Methods: Confocal microscopy studies were performed to evaluate inflammation mechanisms. Intra-vital microscopy studies
using two-photon microscopy were performed to visualize and analyze the movement of neutrophils inside brain vessels
and in the parenchyma. In vitro rapid adhesion assays were performed on integrin ligands whereas and integrin affinity was
measured using Image Stream technology. Neuropathological studies, fear conditioning and Y maze tests were performed to
analyze the effect of inflammation mechanism inhibition on disease.

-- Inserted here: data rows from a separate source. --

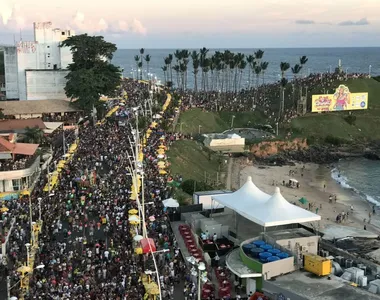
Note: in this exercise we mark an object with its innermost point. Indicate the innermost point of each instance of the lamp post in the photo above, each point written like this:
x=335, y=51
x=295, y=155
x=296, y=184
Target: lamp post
x=232, y=121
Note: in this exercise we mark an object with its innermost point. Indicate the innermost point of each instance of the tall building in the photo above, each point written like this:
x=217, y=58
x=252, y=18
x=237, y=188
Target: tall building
x=36, y=70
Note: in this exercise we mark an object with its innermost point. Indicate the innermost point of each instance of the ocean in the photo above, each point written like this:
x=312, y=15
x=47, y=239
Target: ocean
x=360, y=175
x=321, y=60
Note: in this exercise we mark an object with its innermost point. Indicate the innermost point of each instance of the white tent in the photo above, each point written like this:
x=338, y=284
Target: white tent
x=255, y=205
x=170, y=203
x=244, y=199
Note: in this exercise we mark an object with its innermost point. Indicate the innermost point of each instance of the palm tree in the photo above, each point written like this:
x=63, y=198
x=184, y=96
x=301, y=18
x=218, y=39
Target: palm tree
x=196, y=63
x=264, y=66
x=142, y=50
x=259, y=55
x=295, y=70
x=250, y=59
x=147, y=59
x=33, y=135
x=137, y=59
x=303, y=60
x=284, y=66
x=165, y=69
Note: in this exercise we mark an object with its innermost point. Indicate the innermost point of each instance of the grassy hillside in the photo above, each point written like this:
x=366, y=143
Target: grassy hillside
x=312, y=124
x=215, y=121
x=189, y=160
x=334, y=123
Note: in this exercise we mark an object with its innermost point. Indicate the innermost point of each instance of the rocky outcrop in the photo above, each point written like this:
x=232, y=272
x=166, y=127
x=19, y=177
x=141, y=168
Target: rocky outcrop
x=269, y=148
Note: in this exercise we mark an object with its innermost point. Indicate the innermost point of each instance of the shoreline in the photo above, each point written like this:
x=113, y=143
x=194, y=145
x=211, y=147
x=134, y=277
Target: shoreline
x=316, y=185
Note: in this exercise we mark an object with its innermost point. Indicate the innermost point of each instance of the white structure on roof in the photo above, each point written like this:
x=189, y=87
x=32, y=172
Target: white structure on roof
x=36, y=70
x=255, y=205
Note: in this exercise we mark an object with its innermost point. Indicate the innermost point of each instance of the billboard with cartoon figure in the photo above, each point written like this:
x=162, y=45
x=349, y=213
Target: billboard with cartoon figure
x=342, y=99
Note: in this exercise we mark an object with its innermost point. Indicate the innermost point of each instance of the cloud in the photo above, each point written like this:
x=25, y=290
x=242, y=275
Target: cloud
x=138, y=27
x=361, y=22
x=305, y=22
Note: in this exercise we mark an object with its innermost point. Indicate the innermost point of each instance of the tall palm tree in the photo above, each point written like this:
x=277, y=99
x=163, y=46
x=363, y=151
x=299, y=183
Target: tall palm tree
x=264, y=66
x=295, y=70
x=303, y=60
x=147, y=59
x=284, y=66
x=142, y=50
x=250, y=59
x=259, y=55
x=196, y=63
x=165, y=69
x=137, y=60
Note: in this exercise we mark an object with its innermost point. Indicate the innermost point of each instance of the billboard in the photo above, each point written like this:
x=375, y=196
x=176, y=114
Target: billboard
x=342, y=99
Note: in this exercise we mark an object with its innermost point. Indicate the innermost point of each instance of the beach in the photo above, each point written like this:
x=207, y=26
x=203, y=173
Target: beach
x=315, y=185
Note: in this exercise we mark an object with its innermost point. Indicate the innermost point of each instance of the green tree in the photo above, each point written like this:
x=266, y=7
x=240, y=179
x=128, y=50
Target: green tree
x=33, y=135
x=91, y=74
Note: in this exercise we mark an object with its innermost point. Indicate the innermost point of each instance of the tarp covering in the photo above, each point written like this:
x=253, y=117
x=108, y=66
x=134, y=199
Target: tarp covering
x=265, y=210
x=145, y=245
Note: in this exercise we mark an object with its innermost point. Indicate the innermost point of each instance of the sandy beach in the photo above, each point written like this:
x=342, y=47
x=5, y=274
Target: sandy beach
x=316, y=185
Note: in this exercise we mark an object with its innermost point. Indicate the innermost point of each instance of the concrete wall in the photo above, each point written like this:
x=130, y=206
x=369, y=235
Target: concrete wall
x=46, y=85
x=276, y=268
x=11, y=72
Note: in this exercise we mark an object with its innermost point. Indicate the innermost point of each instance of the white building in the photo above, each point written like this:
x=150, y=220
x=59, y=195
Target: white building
x=36, y=70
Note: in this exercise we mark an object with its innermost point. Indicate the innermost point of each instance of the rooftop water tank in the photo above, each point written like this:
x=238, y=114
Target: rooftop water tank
x=264, y=256
x=258, y=243
x=283, y=255
x=247, y=248
x=256, y=251
x=274, y=251
x=266, y=247
x=272, y=258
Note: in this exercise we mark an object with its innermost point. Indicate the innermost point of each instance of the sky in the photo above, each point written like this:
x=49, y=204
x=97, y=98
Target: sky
x=197, y=23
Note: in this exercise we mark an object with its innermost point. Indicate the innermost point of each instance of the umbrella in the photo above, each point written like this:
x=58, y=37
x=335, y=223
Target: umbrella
x=303, y=200
x=133, y=211
x=137, y=238
x=133, y=218
x=170, y=203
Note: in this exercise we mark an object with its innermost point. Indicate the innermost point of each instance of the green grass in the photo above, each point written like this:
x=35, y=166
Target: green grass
x=189, y=160
x=212, y=122
x=333, y=123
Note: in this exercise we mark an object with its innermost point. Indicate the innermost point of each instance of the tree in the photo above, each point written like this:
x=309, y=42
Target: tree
x=91, y=74
x=147, y=59
x=142, y=50
x=33, y=135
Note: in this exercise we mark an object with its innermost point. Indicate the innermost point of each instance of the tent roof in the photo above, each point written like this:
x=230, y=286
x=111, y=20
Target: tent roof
x=260, y=208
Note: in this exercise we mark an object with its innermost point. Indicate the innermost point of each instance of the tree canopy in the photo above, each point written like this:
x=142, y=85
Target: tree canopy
x=91, y=73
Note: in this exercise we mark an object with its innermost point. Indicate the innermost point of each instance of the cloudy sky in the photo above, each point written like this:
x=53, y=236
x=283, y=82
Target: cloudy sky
x=198, y=23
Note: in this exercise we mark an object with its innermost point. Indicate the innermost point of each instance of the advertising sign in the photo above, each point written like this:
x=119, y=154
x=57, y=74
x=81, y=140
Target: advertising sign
x=342, y=99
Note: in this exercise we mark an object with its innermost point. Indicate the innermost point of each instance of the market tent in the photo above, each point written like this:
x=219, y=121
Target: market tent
x=244, y=199
x=278, y=211
x=148, y=245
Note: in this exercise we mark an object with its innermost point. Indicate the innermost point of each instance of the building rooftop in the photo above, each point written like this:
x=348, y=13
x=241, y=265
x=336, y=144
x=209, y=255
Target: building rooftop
x=312, y=287
x=12, y=108
x=18, y=126
x=291, y=233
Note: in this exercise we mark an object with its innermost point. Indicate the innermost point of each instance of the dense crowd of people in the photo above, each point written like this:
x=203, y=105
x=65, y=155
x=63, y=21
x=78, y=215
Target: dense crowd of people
x=266, y=96
x=86, y=244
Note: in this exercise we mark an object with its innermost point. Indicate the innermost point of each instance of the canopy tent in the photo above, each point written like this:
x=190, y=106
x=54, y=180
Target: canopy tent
x=148, y=245
x=275, y=210
x=244, y=199
x=170, y=203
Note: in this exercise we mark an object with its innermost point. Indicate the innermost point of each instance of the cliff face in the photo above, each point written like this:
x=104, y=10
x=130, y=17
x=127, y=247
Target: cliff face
x=267, y=148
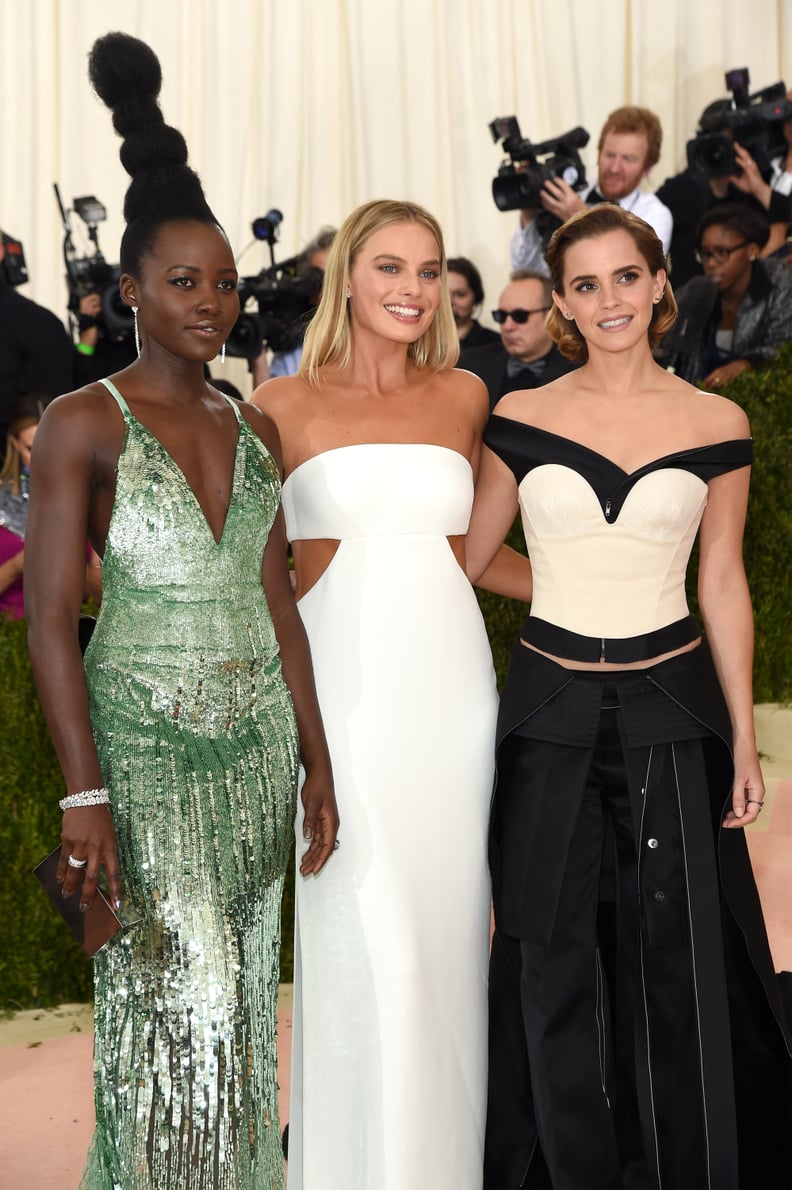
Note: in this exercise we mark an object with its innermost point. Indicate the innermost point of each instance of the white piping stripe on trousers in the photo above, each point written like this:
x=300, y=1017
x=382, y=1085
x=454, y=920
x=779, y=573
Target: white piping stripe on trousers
x=599, y=1014
x=646, y=1008
x=692, y=949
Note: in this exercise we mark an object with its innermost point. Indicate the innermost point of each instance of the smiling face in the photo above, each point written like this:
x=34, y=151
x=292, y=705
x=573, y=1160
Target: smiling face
x=610, y=290
x=186, y=294
x=395, y=283
x=621, y=163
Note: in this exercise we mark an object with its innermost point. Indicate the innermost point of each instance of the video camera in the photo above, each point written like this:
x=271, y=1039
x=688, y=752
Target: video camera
x=286, y=296
x=92, y=274
x=521, y=177
x=754, y=120
x=12, y=267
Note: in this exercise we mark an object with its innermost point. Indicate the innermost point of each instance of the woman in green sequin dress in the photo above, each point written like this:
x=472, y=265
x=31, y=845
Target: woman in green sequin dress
x=196, y=702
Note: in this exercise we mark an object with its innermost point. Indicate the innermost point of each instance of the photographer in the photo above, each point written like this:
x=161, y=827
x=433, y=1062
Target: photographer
x=740, y=312
x=98, y=352
x=35, y=350
x=629, y=145
x=309, y=268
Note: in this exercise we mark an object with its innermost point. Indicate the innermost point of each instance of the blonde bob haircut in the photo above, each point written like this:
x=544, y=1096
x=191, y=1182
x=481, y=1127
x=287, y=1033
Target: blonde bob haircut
x=328, y=338
x=588, y=225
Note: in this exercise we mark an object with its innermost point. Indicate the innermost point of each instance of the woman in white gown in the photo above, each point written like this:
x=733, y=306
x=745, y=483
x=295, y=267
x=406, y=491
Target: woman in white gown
x=381, y=440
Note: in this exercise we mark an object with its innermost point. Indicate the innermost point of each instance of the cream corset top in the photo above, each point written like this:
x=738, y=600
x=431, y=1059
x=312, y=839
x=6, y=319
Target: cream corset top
x=609, y=549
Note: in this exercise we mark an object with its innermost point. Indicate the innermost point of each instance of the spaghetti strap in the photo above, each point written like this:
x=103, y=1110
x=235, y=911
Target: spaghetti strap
x=114, y=393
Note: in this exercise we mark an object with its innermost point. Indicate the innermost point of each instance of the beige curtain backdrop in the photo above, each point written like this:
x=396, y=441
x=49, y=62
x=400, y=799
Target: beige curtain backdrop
x=313, y=106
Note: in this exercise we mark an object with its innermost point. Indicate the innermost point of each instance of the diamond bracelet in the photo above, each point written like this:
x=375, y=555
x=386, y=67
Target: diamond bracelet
x=86, y=797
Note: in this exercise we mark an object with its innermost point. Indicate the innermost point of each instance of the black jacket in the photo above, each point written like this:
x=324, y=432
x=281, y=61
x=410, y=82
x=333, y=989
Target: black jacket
x=490, y=363
x=36, y=352
x=764, y=321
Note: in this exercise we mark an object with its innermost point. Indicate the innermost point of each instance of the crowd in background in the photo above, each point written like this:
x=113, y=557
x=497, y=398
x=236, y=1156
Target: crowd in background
x=726, y=239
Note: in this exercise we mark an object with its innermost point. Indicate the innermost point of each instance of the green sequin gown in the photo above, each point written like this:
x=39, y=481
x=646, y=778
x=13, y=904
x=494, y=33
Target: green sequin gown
x=198, y=744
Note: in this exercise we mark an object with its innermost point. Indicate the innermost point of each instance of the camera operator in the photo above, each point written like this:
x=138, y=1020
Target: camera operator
x=310, y=267
x=36, y=354
x=629, y=145
x=99, y=354
x=706, y=183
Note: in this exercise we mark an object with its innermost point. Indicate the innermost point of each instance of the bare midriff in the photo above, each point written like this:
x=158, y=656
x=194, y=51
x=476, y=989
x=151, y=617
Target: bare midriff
x=603, y=666
x=314, y=556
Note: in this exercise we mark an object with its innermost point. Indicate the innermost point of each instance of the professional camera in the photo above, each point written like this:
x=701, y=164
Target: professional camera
x=283, y=295
x=12, y=267
x=529, y=166
x=755, y=121
x=90, y=274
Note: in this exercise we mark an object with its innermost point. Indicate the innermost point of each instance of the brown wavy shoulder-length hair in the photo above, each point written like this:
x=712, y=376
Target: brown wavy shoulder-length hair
x=328, y=338
x=588, y=225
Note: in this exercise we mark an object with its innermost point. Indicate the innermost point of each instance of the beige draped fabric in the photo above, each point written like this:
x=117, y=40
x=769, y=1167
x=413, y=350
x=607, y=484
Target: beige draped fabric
x=313, y=106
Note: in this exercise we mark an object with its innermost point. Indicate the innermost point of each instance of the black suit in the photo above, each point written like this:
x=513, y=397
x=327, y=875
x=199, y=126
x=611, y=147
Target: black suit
x=490, y=363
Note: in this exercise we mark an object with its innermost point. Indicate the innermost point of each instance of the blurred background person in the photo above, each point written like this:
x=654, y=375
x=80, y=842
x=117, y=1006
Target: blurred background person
x=466, y=293
x=740, y=312
x=691, y=194
x=36, y=354
x=14, y=482
x=99, y=351
x=629, y=146
x=523, y=355
x=309, y=267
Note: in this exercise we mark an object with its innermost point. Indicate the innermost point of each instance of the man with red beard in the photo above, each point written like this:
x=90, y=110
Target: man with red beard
x=629, y=146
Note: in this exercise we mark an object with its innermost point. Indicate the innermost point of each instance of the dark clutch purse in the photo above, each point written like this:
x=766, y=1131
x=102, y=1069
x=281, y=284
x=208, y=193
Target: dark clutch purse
x=92, y=929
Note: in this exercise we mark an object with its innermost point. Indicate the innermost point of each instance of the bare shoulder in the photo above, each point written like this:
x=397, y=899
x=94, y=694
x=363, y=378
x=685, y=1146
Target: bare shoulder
x=88, y=417
x=466, y=392
x=523, y=405
x=264, y=427
x=278, y=396
x=718, y=418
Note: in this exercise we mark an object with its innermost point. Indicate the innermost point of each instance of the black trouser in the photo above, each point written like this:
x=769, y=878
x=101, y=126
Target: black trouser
x=610, y=1032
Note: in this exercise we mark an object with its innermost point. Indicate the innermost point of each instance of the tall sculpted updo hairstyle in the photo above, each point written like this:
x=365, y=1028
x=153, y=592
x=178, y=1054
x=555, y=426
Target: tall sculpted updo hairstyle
x=126, y=75
x=588, y=225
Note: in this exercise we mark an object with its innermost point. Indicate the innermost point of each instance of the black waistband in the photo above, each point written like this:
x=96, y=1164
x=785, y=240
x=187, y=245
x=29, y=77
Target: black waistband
x=620, y=650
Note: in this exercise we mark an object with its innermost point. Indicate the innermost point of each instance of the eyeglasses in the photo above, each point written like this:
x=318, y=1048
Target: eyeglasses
x=721, y=255
x=517, y=315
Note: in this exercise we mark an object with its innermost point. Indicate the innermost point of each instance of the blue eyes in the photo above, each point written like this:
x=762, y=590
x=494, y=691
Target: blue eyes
x=426, y=274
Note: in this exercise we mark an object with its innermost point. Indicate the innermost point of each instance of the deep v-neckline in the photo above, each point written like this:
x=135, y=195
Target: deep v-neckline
x=178, y=470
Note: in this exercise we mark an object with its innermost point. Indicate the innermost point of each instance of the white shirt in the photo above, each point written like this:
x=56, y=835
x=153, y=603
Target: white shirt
x=526, y=246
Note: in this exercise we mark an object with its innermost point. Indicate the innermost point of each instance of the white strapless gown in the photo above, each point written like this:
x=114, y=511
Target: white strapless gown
x=389, y=1053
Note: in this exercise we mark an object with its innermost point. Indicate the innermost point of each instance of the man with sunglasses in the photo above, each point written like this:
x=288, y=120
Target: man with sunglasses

Results: It was detected expression of vascular adhesion molecules and increased accumulation of neutrophils in 5XFAD and
3xTg-AD transgenic mice with cognitive impairment during early stage of AD-like disease. Using two-photon laser-scanning
microscopy we observed that neutrophils crawl in blood vessels and transmigrate in high numbers in areas with amyloid
plaques in both AD-like models. Interestingly, neutrophils released neutrophil extracellular traps (NETs) suggesting that
NETosis may represent a potential neutrophil-dependent disease mechanism in AD. Amyloid beta peptide 1-42 induced high
affinity state of LFA-1 integrin and LFA-1-dependent adhesion of neutrophils. Moreover, two-photon microscopy experiments
showed that LFA-1 integrin blockade prevented neutrophil extravasation, and inhibited intra-parenchymal motility. Notably,
neutrophil depletion or blockade of neutrophil trafficking by an anti-LFA-1 integrin antibody inhibited microglial activation,
amyloid beta deposition and phosphorylated tauformation and rescued cognitive deficits in 5XFAD and 3xTg mice, suggesting
that neutrophils play a key role in AD-like disease. Importantly, restoration of cognitive function in mice with temporary
inhibition of neutrophil function during early disease was maintained also at later time points in aged animals. To understand
the relevance of our data in humans, it was analyzed human cortical brain samples from subjects with AD. Obtained results
showed that neutrophils adhered and spread inside brain venules or migrated into the parenchyma in high numbers and
release NETs in AD brains compared to control subjects.
Conclusion: Obtained results demonstrate that neutrophils induce cognitive impairment in AD-like disease and suggest that
inhibition of neutrophil trafficking may represent a new therapeutic strategy in AD.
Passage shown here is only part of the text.